Wednesday, 27 September 2006

Who knows?

I used to think – erroneously – that I worked best under stress so I used to procrastinate like mad: any mundane or even boring activity was always more pressing than the work I had to do. Deadlines were mythical dates that didn’t have any significance and no attempt was ever made to meet them. In fact, they seemed to be there just to be missed. I worked like that for years; my Paris employer used to send me desperate pneus (the equivalent of telegrams, but for local consumption) asking me to get in touch with her a.s.a.p.; I let the phone ring for hours (you weren’t allowed to leave it off the hook and it was fixed to the wall so you couldn’t unplug it); I ignored every entreaty to finish the work (I never let on that I hadn’t even started); finally, finally, when I judged I had driven everyone nuts for long enough and it was actually time to do the work else there would be no more work to do, ever, I did it – in three weeks instead of three months. At the end of the marathon I used to collapse in a heap on the floor, swearing I would never put myself through that again.

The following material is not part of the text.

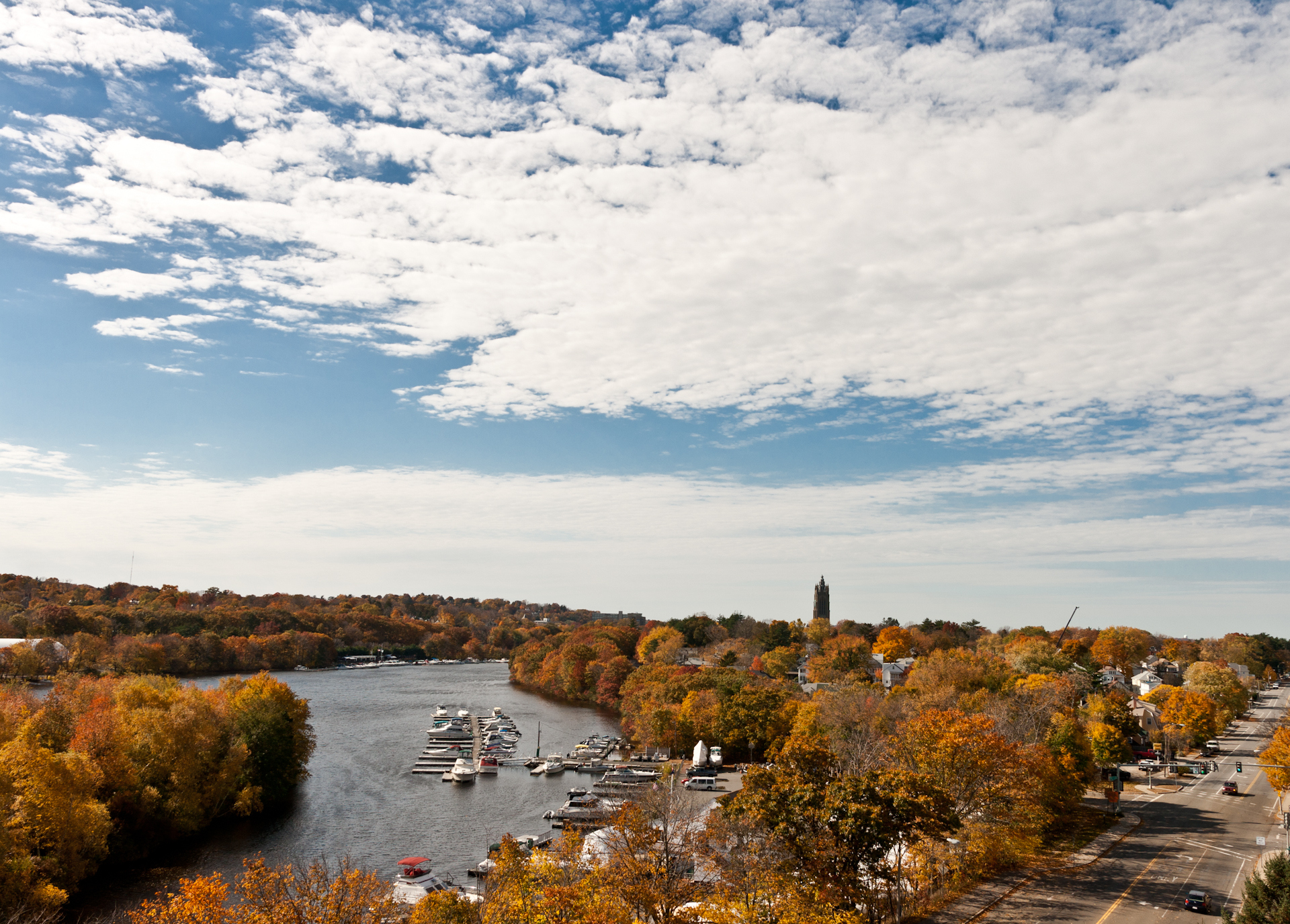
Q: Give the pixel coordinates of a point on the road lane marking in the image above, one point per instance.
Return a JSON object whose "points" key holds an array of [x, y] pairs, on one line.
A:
{"points": [[1116, 904]]}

And then I began working for a translation agency (my more faithful readers will be familiar with it) and I started being given deadlines that were two or three days apart. There was no time to procrastinate so I knuckled down and did the work. I haven’t missed a single deadline for 19 years now – where’s the beaming smiley when you need it? – and I know that no one is at their best under stress. It’s an illusion.

I’m currently doing a couple of translations for the BBC. It’s a recurring thing and years ago I used to have at least two whole months to do it, which enabled me to combine it with my agency work. More recently, the BBC deadline (which is decided by someone else) has been getting shorter and shorter just because everyone is always on holiday or on attachment or has a mild cold (see previous posts I’ve written about it), and because producers are the least decisive people in the entire world. As I said, it’s a recurring thing and they know it’s coming every year, but they always act surprised and keep me waiting and waiting and waiting. Until this morning I didn’t have a deadline at all for my current work. It paralysed me completely for a few days. I had the material to work on but I couldn’t do it: I needed to know how long I had so I could pace myself and work out what to do and in what order. The deadline I have now been given is a bit too short to be comfortable but as soon as I got it I felt as if an enormous weight had been lifted from my shoulders. I did more this afternoon than in the past three days.

We need to know. There is of course a big deadline for each of us; a huge deadline by which everything we’ve always wanted to do should be done if we are to be at peace, but, except in some special cases, it will be kept secret until it suddenly comes upon us. Everything would be so much easier if we did know. Mine is apparently Wednesday 7 July 2027. That’s one deadline I wouldn’t mind missing. (Wanna check yours and get depressed? Log on here)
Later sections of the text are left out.